Is your nonprofit planning to create your first internal evaluator? By this we mean a dedicated position to lead or manage evaluation inside your organization. We’ve seen these positions called many things – Outcome Managers, Evaluation Directors and Managers, Managers of Program Performance, Quality Assurance and Performance Improvement, Evaluation and Learning Coordinators, etc. Whatever you call it, we are talking about a position dedicated to supporting your organization in thinking evaluatively and employing systematic processes and tools for using a variety of data for measurement, reflection, learning, and improvement. (Read more about how we define evaluation.)

First, let’s celebrate the fact that your organization’s leaders value this work highly enough to make a significant investment in it! (Read five more ways your organization’s leaders can show support for evaluation.) This is still too rare, and it’s usually a sign of your organization’s growth, maturation, or aspirations.
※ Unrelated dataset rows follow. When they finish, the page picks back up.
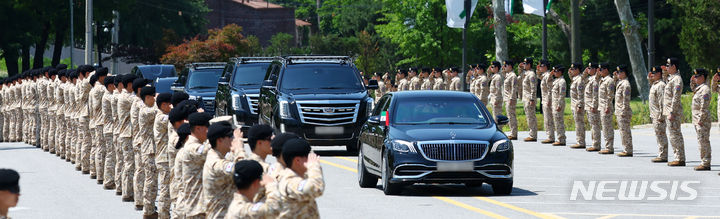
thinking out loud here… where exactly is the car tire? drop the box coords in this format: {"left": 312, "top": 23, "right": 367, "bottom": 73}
{"left": 357, "top": 146, "right": 378, "bottom": 188}
{"left": 381, "top": 152, "right": 402, "bottom": 195}
{"left": 491, "top": 180, "right": 513, "bottom": 195}
{"left": 464, "top": 182, "right": 484, "bottom": 188}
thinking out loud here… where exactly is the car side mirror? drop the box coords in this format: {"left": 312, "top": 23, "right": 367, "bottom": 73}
{"left": 366, "top": 79, "right": 379, "bottom": 90}
{"left": 262, "top": 80, "right": 275, "bottom": 89}
{"left": 496, "top": 115, "right": 509, "bottom": 126}
{"left": 367, "top": 115, "right": 381, "bottom": 124}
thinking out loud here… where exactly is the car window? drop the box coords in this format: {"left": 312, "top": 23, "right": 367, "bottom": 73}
{"left": 232, "top": 63, "right": 270, "bottom": 87}
{"left": 372, "top": 95, "right": 390, "bottom": 116}
{"left": 186, "top": 68, "right": 223, "bottom": 89}
{"left": 279, "top": 65, "right": 364, "bottom": 91}
{"left": 393, "top": 97, "right": 488, "bottom": 125}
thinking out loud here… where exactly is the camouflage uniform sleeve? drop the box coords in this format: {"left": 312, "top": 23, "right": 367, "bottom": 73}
{"left": 577, "top": 80, "right": 585, "bottom": 109}
{"left": 670, "top": 78, "right": 683, "bottom": 114}
{"left": 284, "top": 162, "right": 324, "bottom": 201}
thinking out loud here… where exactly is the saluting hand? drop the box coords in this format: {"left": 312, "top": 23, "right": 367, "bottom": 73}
{"left": 305, "top": 151, "right": 320, "bottom": 168}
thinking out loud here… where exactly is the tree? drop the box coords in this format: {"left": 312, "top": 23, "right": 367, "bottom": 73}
{"left": 491, "top": 0, "right": 508, "bottom": 61}
{"left": 614, "top": 0, "right": 648, "bottom": 99}
{"left": 160, "top": 24, "right": 255, "bottom": 71}
{"left": 666, "top": 0, "right": 720, "bottom": 69}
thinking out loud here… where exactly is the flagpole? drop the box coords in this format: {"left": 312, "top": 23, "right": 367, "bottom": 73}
{"left": 542, "top": 0, "right": 547, "bottom": 60}
{"left": 461, "top": 0, "right": 470, "bottom": 91}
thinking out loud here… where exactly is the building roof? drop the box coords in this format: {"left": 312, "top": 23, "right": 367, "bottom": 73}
{"left": 233, "top": 0, "right": 283, "bottom": 9}
{"left": 295, "top": 19, "right": 311, "bottom": 26}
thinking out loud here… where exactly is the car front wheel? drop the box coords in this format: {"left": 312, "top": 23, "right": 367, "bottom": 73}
{"left": 381, "top": 152, "right": 402, "bottom": 195}
{"left": 357, "top": 145, "right": 378, "bottom": 188}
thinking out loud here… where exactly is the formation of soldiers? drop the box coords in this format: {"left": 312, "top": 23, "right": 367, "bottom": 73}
{"left": 373, "top": 57, "right": 717, "bottom": 173}
{"left": 0, "top": 65, "right": 325, "bottom": 219}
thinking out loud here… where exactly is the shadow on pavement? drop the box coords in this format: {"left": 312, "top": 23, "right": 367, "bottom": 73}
{"left": 381, "top": 184, "right": 538, "bottom": 197}
{"left": 314, "top": 149, "right": 356, "bottom": 157}
{"left": 0, "top": 145, "right": 38, "bottom": 151}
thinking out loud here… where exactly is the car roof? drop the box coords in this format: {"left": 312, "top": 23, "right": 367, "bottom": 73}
{"left": 390, "top": 90, "right": 476, "bottom": 99}
{"left": 136, "top": 65, "right": 176, "bottom": 79}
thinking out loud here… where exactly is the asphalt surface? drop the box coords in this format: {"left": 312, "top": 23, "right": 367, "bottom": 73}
{"left": 2, "top": 126, "right": 720, "bottom": 219}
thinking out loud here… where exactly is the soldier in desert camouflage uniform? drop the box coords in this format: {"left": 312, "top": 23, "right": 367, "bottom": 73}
{"left": 648, "top": 66, "right": 669, "bottom": 162}
{"left": 488, "top": 62, "right": 503, "bottom": 120}
{"left": 614, "top": 66, "right": 633, "bottom": 157}
{"left": 176, "top": 112, "right": 213, "bottom": 219}
{"left": 138, "top": 86, "right": 158, "bottom": 217}
{"left": 597, "top": 64, "right": 616, "bottom": 155}
{"left": 520, "top": 58, "right": 537, "bottom": 142}
{"left": 225, "top": 160, "right": 282, "bottom": 219}
{"left": 502, "top": 60, "right": 518, "bottom": 140}
{"left": 664, "top": 58, "right": 686, "bottom": 166}
{"left": 538, "top": 60, "right": 555, "bottom": 144}
{"left": 277, "top": 138, "right": 324, "bottom": 219}
{"left": 551, "top": 66, "right": 566, "bottom": 146}
{"left": 691, "top": 69, "right": 712, "bottom": 171}
{"left": 569, "top": 63, "right": 586, "bottom": 149}
{"left": 202, "top": 121, "right": 245, "bottom": 219}
{"left": 153, "top": 93, "right": 172, "bottom": 219}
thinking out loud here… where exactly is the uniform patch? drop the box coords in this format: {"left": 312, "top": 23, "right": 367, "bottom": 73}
{"left": 704, "top": 94, "right": 709, "bottom": 100}
{"left": 251, "top": 202, "right": 264, "bottom": 212}
{"left": 224, "top": 163, "right": 234, "bottom": 173}
{"left": 162, "top": 115, "right": 168, "bottom": 122}
{"left": 196, "top": 145, "right": 205, "bottom": 154}
{"left": 298, "top": 180, "right": 307, "bottom": 191}
{"left": 625, "top": 89, "right": 630, "bottom": 95}
{"left": 579, "top": 86, "right": 583, "bottom": 90}
{"left": 676, "top": 86, "right": 681, "bottom": 91}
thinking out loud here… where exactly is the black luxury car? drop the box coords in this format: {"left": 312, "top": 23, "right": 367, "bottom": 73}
{"left": 357, "top": 91, "right": 513, "bottom": 195}
{"left": 215, "top": 57, "right": 277, "bottom": 131}
{"left": 258, "top": 56, "right": 378, "bottom": 152}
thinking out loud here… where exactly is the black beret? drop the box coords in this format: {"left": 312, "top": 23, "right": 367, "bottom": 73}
{"left": 113, "top": 74, "right": 123, "bottom": 86}
{"left": 553, "top": 65, "right": 566, "bottom": 72}
{"left": 693, "top": 68, "right": 708, "bottom": 77}
{"left": 56, "top": 64, "right": 68, "bottom": 70}
{"left": 0, "top": 169, "right": 20, "bottom": 194}
{"left": 598, "top": 63, "right": 610, "bottom": 70}
{"left": 616, "top": 65, "right": 628, "bottom": 73}
{"left": 42, "top": 67, "right": 51, "bottom": 73}
{"left": 103, "top": 76, "right": 115, "bottom": 86}
{"left": 233, "top": 160, "right": 264, "bottom": 190}
{"left": 178, "top": 99, "right": 201, "bottom": 111}
{"left": 188, "top": 112, "right": 212, "bottom": 127}
{"left": 503, "top": 60, "right": 514, "bottom": 66}
{"left": 156, "top": 93, "right": 172, "bottom": 106}
{"left": 171, "top": 92, "right": 190, "bottom": 107}
{"left": 491, "top": 61, "right": 501, "bottom": 68}
{"left": 122, "top": 74, "right": 136, "bottom": 84}
{"left": 208, "top": 121, "right": 234, "bottom": 143}
{"left": 78, "top": 65, "right": 92, "bottom": 74}
{"left": 477, "top": 63, "right": 488, "bottom": 69}
{"left": 409, "top": 67, "right": 418, "bottom": 73}
{"left": 95, "top": 67, "right": 109, "bottom": 77}
{"left": 68, "top": 70, "right": 78, "bottom": 79}
{"left": 397, "top": 69, "right": 407, "bottom": 75}
{"left": 539, "top": 60, "right": 550, "bottom": 67}
{"left": 449, "top": 67, "right": 459, "bottom": 72}
{"left": 89, "top": 74, "right": 98, "bottom": 85}
{"left": 271, "top": 133, "right": 300, "bottom": 157}
{"left": 282, "top": 138, "right": 312, "bottom": 168}
{"left": 168, "top": 106, "right": 188, "bottom": 123}
{"left": 570, "top": 63, "right": 583, "bottom": 69}
{"left": 666, "top": 57, "right": 679, "bottom": 66}
{"left": 651, "top": 66, "right": 662, "bottom": 73}
{"left": 133, "top": 78, "right": 149, "bottom": 91}
{"left": 175, "top": 123, "right": 191, "bottom": 149}
{"left": 523, "top": 57, "right": 534, "bottom": 64}
{"left": 140, "top": 86, "right": 156, "bottom": 99}
{"left": 248, "top": 124, "right": 274, "bottom": 150}
{"left": 587, "top": 62, "right": 598, "bottom": 68}
{"left": 48, "top": 68, "right": 58, "bottom": 76}
{"left": 58, "top": 69, "right": 67, "bottom": 78}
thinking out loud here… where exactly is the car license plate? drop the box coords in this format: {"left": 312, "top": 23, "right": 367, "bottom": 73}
{"left": 315, "top": 126, "right": 343, "bottom": 135}
{"left": 437, "top": 162, "right": 474, "bottom": 172}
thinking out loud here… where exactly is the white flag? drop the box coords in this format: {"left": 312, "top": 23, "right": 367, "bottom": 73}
{"left": 446, "top": 0, "right": 479, "bottom": 28}
{"left": 523, "top": 0, "right": 545, "bottom": 16}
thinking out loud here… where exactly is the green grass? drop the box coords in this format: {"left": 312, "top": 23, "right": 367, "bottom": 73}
{"left": 496, "top": 92, "right": 719, "bottom": 132}
{"left": 0, "top": 57, "right": 73, "bottom": 79}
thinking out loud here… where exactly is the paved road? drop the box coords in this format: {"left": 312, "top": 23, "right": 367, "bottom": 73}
{"left": 2, "top": 127, "right": 720, "bottom": 219}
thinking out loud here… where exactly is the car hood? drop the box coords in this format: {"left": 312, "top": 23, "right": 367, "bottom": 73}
{"left": 186, "top": 88, "right": 217, "bottom": 97}
{"left": 288, "top": 91, "right": 368, "bottom": 101}
{"left": 234, "top": 88, "right": 260, "bottom": 95}
{"left": 389, "top": 124, "right": 504, "bottom": 142}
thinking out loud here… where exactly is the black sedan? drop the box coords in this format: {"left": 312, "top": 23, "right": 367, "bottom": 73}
{"left": 357, "top": 91, "right": 513, "bottom": 195}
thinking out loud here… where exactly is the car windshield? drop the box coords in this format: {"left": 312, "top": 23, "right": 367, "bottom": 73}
{"left": 393, "top": 97, "right": 489, "bottom": 125}
{"left": 233, "top": 63, "right": 270, "bottom": 87}
{"left": 280, "top": 65, "right": 364, "bottom": 91}
{"left": 187, "top": 68, "right": 223, "bottom": 89}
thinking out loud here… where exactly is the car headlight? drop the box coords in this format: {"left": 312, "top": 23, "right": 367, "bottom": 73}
{"left": 491, "top": 139, "right": 511, "bottom": 152}
{"left": 391, "top": 140, "right": 417, "bottom": 153}
{"left": 231, "top": 94, "right": 242, "bottom": 110}
{"left": 188, "top": 95, "right": 200, "bottom": 100}
{"left": 366, "top": 98, "right": 374, "bottom": 116}
{"left": 279, "top": 100, "right": 291, "bottom": 119}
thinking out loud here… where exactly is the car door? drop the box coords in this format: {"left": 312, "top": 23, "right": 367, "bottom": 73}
{"left": 259, "top": 63, "right": 280, "bottom": 124}
{"left": 365, "top": 94, "right": 391, "bottom": 172}
{"left": 215, "top": 62, "right": 234, "bottom": 116}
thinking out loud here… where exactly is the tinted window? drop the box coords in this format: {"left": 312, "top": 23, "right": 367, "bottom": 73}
{"left": 280, "top": 65, "right": 364, "bottom": 91}
{"left": 393, "top": 97, "right": 488, "bottom": 125}
{"left": 187, "top": 68, "right": 224, "bottom": 89}
{"left": 232, "top": 63, "right": 270, "bottom": 87}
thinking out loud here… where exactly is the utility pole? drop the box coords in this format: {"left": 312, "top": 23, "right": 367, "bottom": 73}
{"left": 461, "top": 0, "right": 470, "bottom": 91}
{"left": 647, "top": 0, "right": 655, "bottom": 70}
{"left": 112, "top": 11, "right": 119, "bottom": 74}
{"left": 84, "top": 0, "right": 93, "bottom": 65}
{"left": 571, "top": 0, "right": 580, "bottom": 63}
{"left": 69, "top": 0, "right": 74, "bottom": 68}
{"left": 541, "top": 0, "right": 547, "bottom": 60}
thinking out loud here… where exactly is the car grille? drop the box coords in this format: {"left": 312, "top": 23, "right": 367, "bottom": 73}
{"left": 418, "top": 141, "right": 488, "bottom": 161}
{"left": 246, "top": 94, "right": 259, "bottom": 114}
{"left": 202, "top": 98, "right": 215, "bottom": 113}
{"left": 296, "top": 100, "right": 359, "bottom": 126}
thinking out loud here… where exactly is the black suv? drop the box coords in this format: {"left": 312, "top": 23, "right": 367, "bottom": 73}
{"left": 171, "top": 62, "right": 226, "bottom": 114}
{"left": 258, "top": 56, "right": 378, "bottom": 152}
{"left": 215, "top": 57, "right": 277, "bottom": 131}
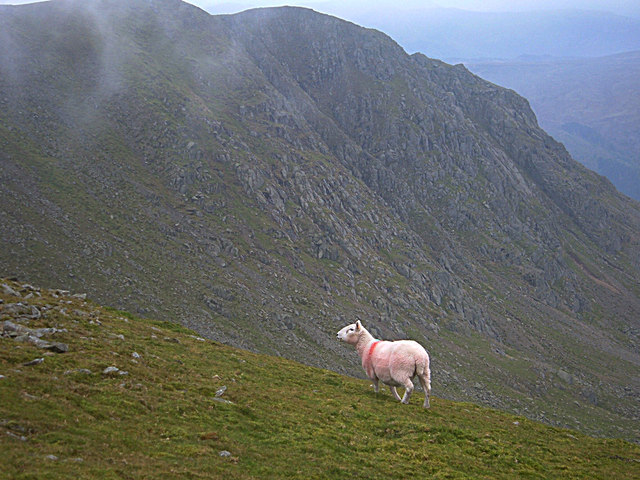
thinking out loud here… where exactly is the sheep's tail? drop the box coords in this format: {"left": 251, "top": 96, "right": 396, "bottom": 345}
{"left": 415, "top": 354, "right": 431, "bottom": 390}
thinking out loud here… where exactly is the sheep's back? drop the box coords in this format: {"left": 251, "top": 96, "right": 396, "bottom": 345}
{"left": 371, "top": 340, "right": 429, "bottom": 383}
{"left": 390, "top": 340, "right": 429, "bottom": 360}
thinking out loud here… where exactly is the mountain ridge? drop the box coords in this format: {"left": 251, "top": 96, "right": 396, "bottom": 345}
{"left": 1, "top": 0, "right": 639, "bottom": 441}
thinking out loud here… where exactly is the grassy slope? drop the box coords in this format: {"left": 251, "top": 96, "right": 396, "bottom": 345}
{"left": 1, "top": 279, "right": 638, "bottom": 480}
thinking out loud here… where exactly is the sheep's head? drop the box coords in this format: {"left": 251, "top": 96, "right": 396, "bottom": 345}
{"left": 337, "top": 320, "right": 363, "bottom": 345}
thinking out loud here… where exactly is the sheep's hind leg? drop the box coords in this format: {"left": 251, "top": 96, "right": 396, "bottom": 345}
{"left": 418, "top": 373, "right": 431, "bottom": 408}
{"left": 389, "top": 386, "right": 402, "bottom": 401}
{"left": 372, "top": 377, "right": 379, "bottom": 394}
{"left": 400, "top": 379, "right": 414, "bottom": 404}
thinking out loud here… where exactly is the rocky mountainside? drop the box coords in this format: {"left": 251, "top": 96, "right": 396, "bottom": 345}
{"left": 1, "top": 0, "right": 639, "bottom": 441}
The IllumiLab team and the members of our Community of Practice are or have been the first internal evaluator in our organizations. We have been the first to design and lead this work. We know the challenges and opportunities, and we have learned lessons we want to share. This post includes some considerations and tips to help you craft the right position. Our subsequent posts will share our tips for setting this person up for success and finding the right person to fill the role.

Graphical icon of a thinking brainDo You Want a Leader or a Manager?

One of the first questions you should consider is whether you want this internal evaluator to lead or to manage your evaluation work. That’s an important distinction with implications for the how you title the role and situate it in your organizational structure.

Do you need someone to develop an evaluation strategy, design and oversee evaluation infrastructure (tools, plans, software), and lead evaluation practices agency-wide? If so, you are looking for a leader, and we recommend you consider positioning this person as a peer to your most senior department and program leaders.

Or do you need someone to collect and enter data, run reports, conduct analyses, and train and support data collectors? If so, you are looking for an evaluation or data manager. These positions are focused on implementation and execution. We recommend this person be a peer to other managers in other administrative roles (development, accounting, etc.).

If your answer is “We need both!,” you aren’t alone. To fill both roles, we see three common scenarios:

  1. Task an existing leader with evaluation leadership responsibilities and hire an evaluation manager. Ensure this senior leader has the evaluative knowledge and skills to meaningfully lead and oversee the manager’s work and provide sufficient support to your manager. Then, hire an evaluation manager with the technical and soft skills necessary to implement your evaluation strategies (more on those skills in our next post).
  2. Hire an evaluation leader and distribute the daily evaluation and data management tasks to existing staff who have the aptitude and capacity for such work, or
  3. Create two new positions and hire both.

The Bottom Line

Knowing that your organization wants and needs to do more or better evaluation is a great first step, but you need more clarity in order to design a value-adding position. Consider the skills and capacities that you have in-house and how you can leverage and supplement those to not only implement evaluations but build evaluation capacity, use evaluation well, and generate meaningful insights and improvements as a result.